Davi and McAleer (a personal friend of mine, for full disclosure) have crafted a series of scenes into a narrative that intends to highlight various allegations and provable charges involving Hunter, Joe, and business dealings in Ukraine and China, among other issues. It introduces the questions of Hunter’s laptops — a major element in the story line — and other sources of disclosure to note the creepy silencing of this issue in 2020. For the most part, though, Fox unfolds the story in an almost confessional exchange with “Kitty,” played by Emma Gojkovic.

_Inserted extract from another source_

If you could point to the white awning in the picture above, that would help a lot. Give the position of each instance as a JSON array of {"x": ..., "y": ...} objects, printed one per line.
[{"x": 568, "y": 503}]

Along the way, however, we get to see lots of drug use, scantily clad (but never naked) women, and watch almost every major character break the fourth wall to offer snarky asides. Most of that comes from Carano, who’s as close to a narrator as the film has, but we get bon mots from Hunter, Joe, and “Kitty,” his escort-turned-confidante too. It’s all a way to bring the audience in on the joke while still making the political argument at the center of the film.

Is this approach for everyone? Naah, and frankly it normally would be off-putting for me as well, but … the sense of irreverent fun kept me engaged. If viewers are not interested in the politics, they’ll probably lose interest quickly. However, the weirdness and unusual approach may keep people watching longer than they think, and that might leave them thinking later about what they just watched. That’s clearly what My Son Hunter hopes to accomplish.

It’s now available through its official website. The disclaimer is similarly cheeky. I’d add it here, but … why spoil the fun?